Malheureusement le ton choisit par Di Leo ne fonctionne pas vraiment et l'humour finit par briser l'aspect tragique. Le manque de rythme, la tranquillité de l'ensemble finit par rendre le visionnage du film ennuyeux, par instant même longuet. La mise en scène ronronne beaucoup trop, appesantit une toile déjà à la base peu énergique. L'interprétation toute de qualité soit elle ne parvient pas à insuffler la force qui aurait pu lui redonner un peu de
dynamisme. Jack Palance n'a malheureusement que peu de temps de présence à l'écran et finit par mourir en fin de bobine, son éternel fume-cigarette à la bouche. Enzo Pulcrano joue aux cartes et joue du poing mais sans grande vigueur. Edmund Purdom, Nello Pazzafini, Raoul Lo Vecchio, Rosario Borelli et bon nombre de gueules du cinéma de genre sont au rendez-vous mais seul leur physique marque leur présence à l'écran. Quant au choix de l'allemand Harry Baer dans le rôle de Tony, question de coproduction, il reste toutefois discutable. Baer est séduisant, il transpire beaucoup des aisselles visiblement mais il n'est pas forcément crédible dans ce rôle de jeune délinquant de banlieue. Son personnage ne
fonctionne pas réellement malgré un jeu correct et finalement Al Cliver, futur acteur fétiche de Lucio Fulci, s'en tire bien mieux et demeure de façon plutôt inattendue la valeur sûre du film.
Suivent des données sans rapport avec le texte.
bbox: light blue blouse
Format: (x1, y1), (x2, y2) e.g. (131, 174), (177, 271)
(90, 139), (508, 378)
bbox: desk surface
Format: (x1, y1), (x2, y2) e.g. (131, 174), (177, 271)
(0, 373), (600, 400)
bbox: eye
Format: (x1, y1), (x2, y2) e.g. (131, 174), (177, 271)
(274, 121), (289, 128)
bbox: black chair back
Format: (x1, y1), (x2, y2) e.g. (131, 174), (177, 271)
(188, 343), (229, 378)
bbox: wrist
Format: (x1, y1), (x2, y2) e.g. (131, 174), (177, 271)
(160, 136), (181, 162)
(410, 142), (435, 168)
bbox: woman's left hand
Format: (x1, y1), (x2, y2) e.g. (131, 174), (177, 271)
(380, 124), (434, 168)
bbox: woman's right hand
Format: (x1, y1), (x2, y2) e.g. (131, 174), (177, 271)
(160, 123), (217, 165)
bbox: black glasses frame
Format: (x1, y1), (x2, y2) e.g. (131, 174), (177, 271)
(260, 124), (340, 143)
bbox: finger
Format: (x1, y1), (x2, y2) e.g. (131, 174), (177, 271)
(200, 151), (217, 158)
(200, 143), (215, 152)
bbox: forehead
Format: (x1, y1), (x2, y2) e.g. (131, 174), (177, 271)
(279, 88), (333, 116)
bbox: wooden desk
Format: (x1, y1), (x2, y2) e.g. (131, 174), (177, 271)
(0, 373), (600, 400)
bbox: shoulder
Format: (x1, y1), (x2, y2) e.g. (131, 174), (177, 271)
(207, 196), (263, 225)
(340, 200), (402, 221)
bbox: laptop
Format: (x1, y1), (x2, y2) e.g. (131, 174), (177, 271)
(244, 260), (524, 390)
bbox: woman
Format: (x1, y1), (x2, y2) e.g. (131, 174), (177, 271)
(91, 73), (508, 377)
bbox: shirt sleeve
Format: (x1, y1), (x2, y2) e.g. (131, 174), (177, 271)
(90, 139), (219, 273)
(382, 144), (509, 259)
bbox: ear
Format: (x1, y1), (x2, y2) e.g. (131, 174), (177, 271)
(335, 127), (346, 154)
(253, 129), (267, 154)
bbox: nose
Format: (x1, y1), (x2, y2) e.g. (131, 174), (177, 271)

A l'époque blond comme les blés, le visage fermé mais l'oeil séducteur, une allure de jeune play-boy taciturne, Cliver, alors compagnon de Annie Belle, trouve ici un rôle à sa mesure qui d'ailleurs prend l'avantage sur Baer lors de l'ultime bobine. L'atout charme revient à l'allemande Gisela Hahn dont le personnage de chanteuse de cabaret est bien inutile (et une torture pour nos oreilles). A noter que les plus observateurs reconnaitront la présence furtive de Dirce Funari non créditée.
I padroni della citta n'est pas un mauvais film, humour et dramatique pouvant faire parfois bon ménage. Le mariage ne prend simplement pas ici et le manque de nerf n'arrange pas vraiment les choses. Entre farce et tragédie, ironie et drame, comédie et polar I padroni della citta se rapproche plus d'un Bud Spencer, d'un Tomas Milian sur le tard que des oeuvres fortes et cruelles de Di Leo seconde catégorie. On appréciera ou non selon ses goûts mais de manière générale malgré quelques bonnes scènes, un joli final dirigé avec professionnalisme, l'ensemble demeure décevant.